APPENDIX A – Reports
Report Header
Every report has the name of the report at the very top. The Report Header, which is consistent for every report generated, is followed by the name of the report:
Project: | Data Set Size: |
Matter: | Number of Files: |
Date Generated: | Duplicates Removed: |
Report Scope | |
Type: | |
Deduplication: | |
Query: |
Project – The name of the project from which the report was generated. This value is set at project creation time.
Matter – The Matter of the project. This value is set at project creation time.
Date Generated – The date the report was generated.
Data Set Size – The size (in gigabytes) of the data set contained within the report.
Number of Files – The number of files within the reported data set. This includes efiles, emails, and attachments.
Duplicates Removed – The number of project level duplicates removed from the report based on the Deduplication setting.
Type – The type of the report is based upon the Document Level Report setting used during the report generation.
Note
While certain reports only allow for certain tab selections, the Type will always be Family Level for Project, Imports, and Custodian level reports. The Type will always be Document Level for Exports, and Selective Set level reports. The Type will be either Document Level or Family Level for Keyword Groups or Keyword Terms level reports depending on the Type of setting chosen during report generation time.
Deduplication – The Deduplication setting applied to the report at report generation time.
Note
The Deduplication Report setting cannot be set for the Exports or Preview Groups tabs as the Deduplication is set at Export and Preview group generation time. The Deduplication Report setting cannot be set for the Filter Reports as these files are filtered out of the project before the Deduplication process takes place at import time.
Query – The Query used to generate the report. The Query displays the item(s) chosen when generating the report.
Report Fields
The following explains the different fields contained within the Reports:
Doc ID – When data is imported into the system every file is given a unique Doc ID.
Family ID – This is the DocID of the parent level file across the entire family.
Example - Email (TV0000005)
Attachment (TV0000005)
Attachment (TV0000005)
Dupe ID – This is the Project level duplicate field. If this field is blank the file is an original file within the project. If the file is a duplicate file within the project, the Doc ID of the file’s parent will be supplied.
Cust Dupe ID - This is the Custodian level duplicate field. If this field is blank the file is an original file within the custodian. If the file is a duplicate file within the Custodian, the Doc ID of the file’s original parent will be supplied.

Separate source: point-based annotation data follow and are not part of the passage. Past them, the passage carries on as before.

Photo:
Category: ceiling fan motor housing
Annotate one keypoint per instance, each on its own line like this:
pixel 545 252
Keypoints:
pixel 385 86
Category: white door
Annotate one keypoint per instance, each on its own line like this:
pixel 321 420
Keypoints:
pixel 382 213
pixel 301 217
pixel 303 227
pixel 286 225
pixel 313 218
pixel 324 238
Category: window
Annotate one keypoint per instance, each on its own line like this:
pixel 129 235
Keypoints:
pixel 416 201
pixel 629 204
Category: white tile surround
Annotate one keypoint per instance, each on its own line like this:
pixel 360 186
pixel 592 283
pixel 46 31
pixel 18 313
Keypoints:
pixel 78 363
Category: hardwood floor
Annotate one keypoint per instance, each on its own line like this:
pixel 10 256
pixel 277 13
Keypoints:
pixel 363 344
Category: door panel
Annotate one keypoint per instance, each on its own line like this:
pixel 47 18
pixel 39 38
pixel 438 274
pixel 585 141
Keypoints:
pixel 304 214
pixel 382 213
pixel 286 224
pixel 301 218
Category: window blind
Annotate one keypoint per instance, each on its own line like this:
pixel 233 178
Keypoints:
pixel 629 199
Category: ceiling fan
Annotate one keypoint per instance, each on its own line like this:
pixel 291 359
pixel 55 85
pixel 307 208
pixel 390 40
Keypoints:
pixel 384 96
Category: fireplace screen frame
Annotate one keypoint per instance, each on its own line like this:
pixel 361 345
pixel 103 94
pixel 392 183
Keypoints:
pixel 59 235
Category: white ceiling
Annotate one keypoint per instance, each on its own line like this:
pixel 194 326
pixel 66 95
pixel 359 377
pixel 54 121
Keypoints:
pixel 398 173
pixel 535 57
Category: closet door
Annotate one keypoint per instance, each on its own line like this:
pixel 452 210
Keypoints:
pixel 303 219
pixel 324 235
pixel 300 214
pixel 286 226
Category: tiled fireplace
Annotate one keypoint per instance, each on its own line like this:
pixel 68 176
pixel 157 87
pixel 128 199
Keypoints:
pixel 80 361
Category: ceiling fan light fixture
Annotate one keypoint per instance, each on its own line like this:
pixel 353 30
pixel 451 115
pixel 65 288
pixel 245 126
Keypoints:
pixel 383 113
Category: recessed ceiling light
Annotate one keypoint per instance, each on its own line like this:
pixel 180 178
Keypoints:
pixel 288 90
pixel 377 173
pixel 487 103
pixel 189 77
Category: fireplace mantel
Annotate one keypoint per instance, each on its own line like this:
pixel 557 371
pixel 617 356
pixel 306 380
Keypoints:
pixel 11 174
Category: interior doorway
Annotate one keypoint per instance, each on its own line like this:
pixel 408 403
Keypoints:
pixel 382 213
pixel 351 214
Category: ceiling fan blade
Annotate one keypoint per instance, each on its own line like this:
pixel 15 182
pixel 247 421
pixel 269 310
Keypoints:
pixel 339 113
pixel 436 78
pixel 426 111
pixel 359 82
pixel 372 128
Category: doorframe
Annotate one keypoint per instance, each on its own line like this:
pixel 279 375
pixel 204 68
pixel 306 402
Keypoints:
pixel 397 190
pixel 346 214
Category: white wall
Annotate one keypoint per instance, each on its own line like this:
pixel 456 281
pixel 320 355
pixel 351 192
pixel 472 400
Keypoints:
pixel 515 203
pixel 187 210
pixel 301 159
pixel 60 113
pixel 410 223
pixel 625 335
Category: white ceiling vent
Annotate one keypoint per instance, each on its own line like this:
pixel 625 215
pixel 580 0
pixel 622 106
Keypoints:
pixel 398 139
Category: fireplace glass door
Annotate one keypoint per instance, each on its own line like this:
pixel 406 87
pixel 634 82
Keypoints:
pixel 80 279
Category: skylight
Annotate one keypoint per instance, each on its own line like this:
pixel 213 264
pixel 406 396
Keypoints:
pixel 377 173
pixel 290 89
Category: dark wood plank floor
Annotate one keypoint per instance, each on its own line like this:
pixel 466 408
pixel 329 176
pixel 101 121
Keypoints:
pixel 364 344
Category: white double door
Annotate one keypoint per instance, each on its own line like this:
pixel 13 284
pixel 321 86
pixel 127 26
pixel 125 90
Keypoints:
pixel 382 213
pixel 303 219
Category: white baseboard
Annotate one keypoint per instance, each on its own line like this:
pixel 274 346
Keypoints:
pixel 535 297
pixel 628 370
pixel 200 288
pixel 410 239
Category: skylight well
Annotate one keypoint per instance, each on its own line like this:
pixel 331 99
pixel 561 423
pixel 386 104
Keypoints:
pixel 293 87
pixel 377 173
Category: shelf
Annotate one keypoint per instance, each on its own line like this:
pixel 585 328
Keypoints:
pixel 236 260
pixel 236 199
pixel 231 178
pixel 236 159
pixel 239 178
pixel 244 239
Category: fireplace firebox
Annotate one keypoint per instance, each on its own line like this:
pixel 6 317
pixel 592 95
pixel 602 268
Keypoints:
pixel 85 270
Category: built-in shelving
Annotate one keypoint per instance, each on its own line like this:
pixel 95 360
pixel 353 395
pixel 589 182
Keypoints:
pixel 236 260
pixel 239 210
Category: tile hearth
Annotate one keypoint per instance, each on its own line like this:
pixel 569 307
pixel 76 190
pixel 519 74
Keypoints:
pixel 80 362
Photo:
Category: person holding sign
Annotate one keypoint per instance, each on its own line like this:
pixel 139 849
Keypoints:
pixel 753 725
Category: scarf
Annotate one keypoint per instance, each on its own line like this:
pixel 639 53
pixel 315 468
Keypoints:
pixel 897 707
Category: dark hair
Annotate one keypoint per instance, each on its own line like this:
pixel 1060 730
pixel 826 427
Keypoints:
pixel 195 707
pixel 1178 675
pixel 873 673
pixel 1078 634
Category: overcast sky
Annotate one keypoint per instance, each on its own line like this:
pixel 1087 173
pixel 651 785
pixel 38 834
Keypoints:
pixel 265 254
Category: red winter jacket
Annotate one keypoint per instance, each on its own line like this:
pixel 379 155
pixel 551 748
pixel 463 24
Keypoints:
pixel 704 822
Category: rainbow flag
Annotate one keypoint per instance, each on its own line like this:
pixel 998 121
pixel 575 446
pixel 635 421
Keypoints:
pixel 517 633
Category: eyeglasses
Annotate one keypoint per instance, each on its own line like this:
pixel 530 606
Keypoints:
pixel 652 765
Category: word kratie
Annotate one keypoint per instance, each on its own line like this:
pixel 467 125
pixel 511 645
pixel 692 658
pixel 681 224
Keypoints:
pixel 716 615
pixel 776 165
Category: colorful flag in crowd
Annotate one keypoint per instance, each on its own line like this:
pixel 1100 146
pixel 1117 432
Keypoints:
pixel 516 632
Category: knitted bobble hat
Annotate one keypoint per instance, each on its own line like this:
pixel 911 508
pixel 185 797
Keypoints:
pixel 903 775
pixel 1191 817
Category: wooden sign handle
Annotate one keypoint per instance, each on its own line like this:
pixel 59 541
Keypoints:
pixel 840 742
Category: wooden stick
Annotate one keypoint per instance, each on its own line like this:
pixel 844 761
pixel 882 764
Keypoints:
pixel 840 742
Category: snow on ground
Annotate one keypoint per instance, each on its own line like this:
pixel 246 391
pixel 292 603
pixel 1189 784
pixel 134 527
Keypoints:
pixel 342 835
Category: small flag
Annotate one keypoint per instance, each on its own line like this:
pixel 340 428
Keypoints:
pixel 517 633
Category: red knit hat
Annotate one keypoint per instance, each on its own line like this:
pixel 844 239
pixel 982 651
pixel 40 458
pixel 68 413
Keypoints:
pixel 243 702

Imp. ID – The Import ID of the file.
Custodian – The name of the Custodian supplying the file.
MD5 – The MD5 Hash value of the file.
Date Sent – This will be the date a document was sent if the file is an email and has Date Sent field metadata.
Date Modified – This is the last modified date of the file.
Index Status – There are 5 different Index statuses within Discovery Manager:
SUCCESS – The text of the file was properly extracted. This designation is for Indexed files.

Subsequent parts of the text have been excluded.